Why the hell would they do that? There are more important things! Things like taking the time to research and tell us that we shouldn't be eating so much red meat because of, you guessed it, our old pal GLOBAL WARMING!

*gasp*

I know! So, why, you are probably asking, would eating more meat fuel global warming? Well, never you fear, because our wise and benevolent city council has taken the time (and your money) for you to answer that themselves. In addition to all the carbon emissions from production and such, apparently there is also a very large amount of methane emissions from THE COWS' FLATULENCE.

That's right. Accoring to the council, we all need to eat less beef to save our planet from farting cows.

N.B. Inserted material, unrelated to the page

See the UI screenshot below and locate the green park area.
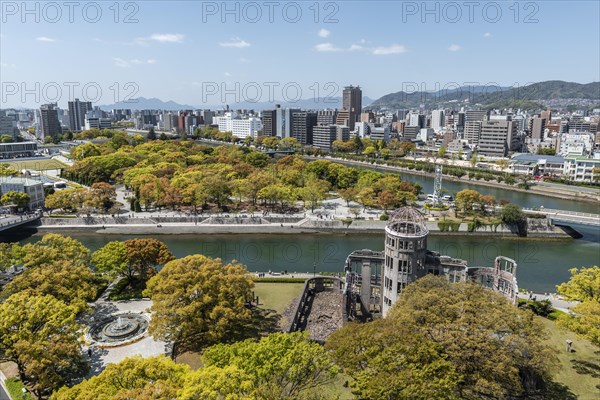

"But wait," you may also be asking, "if we eat the cows, will that not stop their flatulence?"

And that's a very good point. After all, steak cannot fart. But apparently, the more we eat, they are afraid of all the other cows being bred to meet demand. This prompted one citizen to suggest that if the city council is afraid of cows breeding more and farting more, maybe the council members should go out and apply condoms to all of the bulls, if they really care.

You can read the report here.

Now, this raises some questions. Some very specific ones, actually, that I shall quote from our friend at 700 WLW, Darryl Parks:

WHY IS THE CINCINNATI CITY COUNCIL WASTING ITS TIME ON SOMETHING IT HAS NO CONTROL OVER?

HOW MANY OF THE SEATED COUNCIL PERSONS HAVE READ THE 212 PAGE REPORT?

HOW MANY COPIES OF THE 212 PAGE REPORT WERE PRINTED AND DISTRIBUTED AND HOW MANY TREES WERE DESTROYED TO MAKE THIS POSSIBLE?

FINALLY, IF A COW FARTS ACROSS THE RIVER IN KENTUCKY AND THE WIND IS BLOWING FROM THE SOUTH, WHAT IS THE CINCINNATI CITY COUNCIL GOING TO DO TO KEEP US SAFE FROM THE GAS?

Good questions. There's also the point that our city council is telling us not to eat so much meat, while simultaneously trying to get more people to go downtown, where we have featured many steak houses and such. So, go downtown where we have all kinds of wonderful beef to eat, but don't eat beef.

And while I'm in a borrowing mood, I will end by quoting a sign put up by an industrious flood victim at his house:

MOTHER NATURE AND AL GORE CAN KISS MY ASS.

Thank you, sir.

1 comment:

Andy said...

This reminds of of Rush's explanation of El Nino.....THE OCEAN FARTED LADIES AND GENTLEMEN!!!